Concerning The Day of the Lord
The early Christian community was all too aware of the problems of the world. In fact, most of the time, they were often the victims of the worst of what the world could offer.
Christians were a community of outsiders, both religiously and politically. Religiously, they were often antagonized by Roman and Greek religious groups, but also the Jewish community from which they had their roots. The story of Christ is rooted in the Jewish scripture and theology, as Jesus and all of the disciples were all Jewish. And yet they were reviled by all camps, ousted as cultists and even atheists, in their days’ reckoning.
Not only that, politically they were seen as anarchists, because of their refusal to call Caesar Lord. For them, there was only one Lord, and that was Jesus Christ. As a result, they were frequently targeted by political authorities, and disenfranchised as citizens.
This resulted in quite a bit of suffering on the part of the Christians of the first few centuries.
Public stoning, burning at the stake, fed to lions, imprisonment, and much more were faced by the saints. Their witness stood as a testament to their faith, however. The did not waver, nor did they fear for their own lives. They lived for Christ, and that Christ had given them new life. They were a strange but powerful group on their own.
And yet… that left many questions for the saints who were not martyred. What would happen to them? And are all these persecutions signs of the end times, the coming Day of the Lord? Would Jesus return, and were the sitting authorities in reality the Anti Christ?
These were very real questions that they faced, and so the writer of 2 Thessalonians takes them seriously.
The writer very clearly acknowledges their fears, but also in a way puts them to rest. He says to not be deceived, and that the Day of the Lord will only happen at an appointed time. In the meantime, however, he gives them–and us–these words:
Thank God for you. Yes you! You, the ones left behind to share the witness with those who will come after. Thank God for your lives, because you are loved by God. God made you to be the first crop of the harvest, the first fruit that will be shared for all time.
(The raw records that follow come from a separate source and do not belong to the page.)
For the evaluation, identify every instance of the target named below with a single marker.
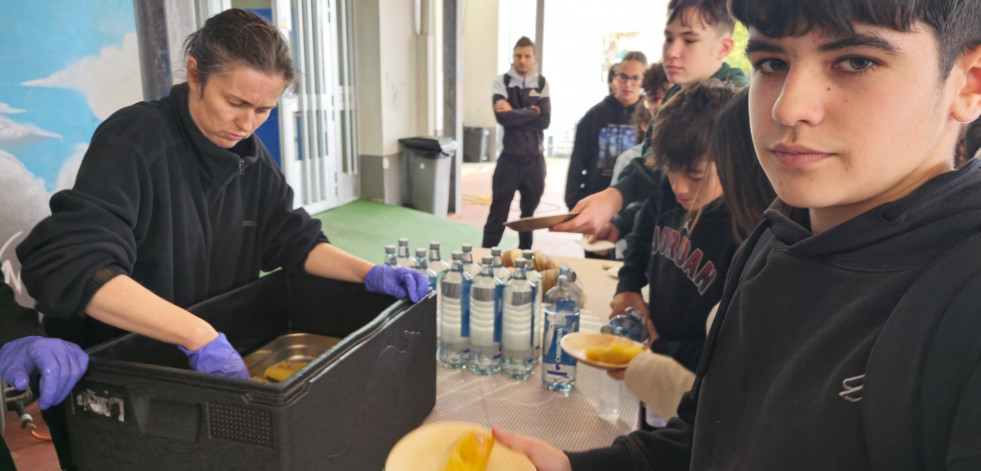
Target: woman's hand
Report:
(399, 282)
(60, 364)
(545, 457)
(594, 211)
(627, 299)
(218, 357)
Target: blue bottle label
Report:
(465, 308)
(566, 321)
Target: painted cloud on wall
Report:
(14, 134)
(67, 65)
(5, 108)
(109, 80)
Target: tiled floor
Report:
(30, 454)
(34, 455)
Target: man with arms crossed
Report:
(522, 106)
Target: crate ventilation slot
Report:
(251, 426)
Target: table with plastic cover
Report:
(568, 423)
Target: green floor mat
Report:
(364, 227)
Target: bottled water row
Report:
(491, 321)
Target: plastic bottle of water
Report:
(519, 325)
(630, 323)
(402, 257)
(436, 263)
(438, 266)
(422, 266)
(454, 344)
(390, 256)
(485, 322)
(538, 296)
(562, 305)
(499, 271)
(468, 265)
So, live up to your example, and stand firm. It’s not time for the day of the Lord. This isn’t the end. Rather, this is the beginning. God loves you, so let that love give you eternal hope and good comfort. God will do amazing things through you for centuries to come.
Saints Living the Gospel
I am happy to report that, as a matter of fact, the Saints did just that. They lived the Gospel.
They lived the Gospel, and many died for the Gospel, and in the kingdom of heaven they live again. They endure. Their witness endures throughout the generations. And today, we celebrate that witness.
That’s the great thing about All Saints Day. We get to remember the lessons of the past, the traditions that were shared, and joy that echoes the love of God through the ages. God loved them, and God continues to love us. Though saints may live in glory, their glory lives on in us as well. These saints never quit being a part of the church. Their story lives in us.
So think about the saints today, and remember them. Not just ones from history books, but from your history. Think on them, and give thanks for them. They give thanks for you, because you continue the tradition of sharing the love of God with the world. We rejoice in the name of the Father, the Son, and the Holy Spirit. Amen.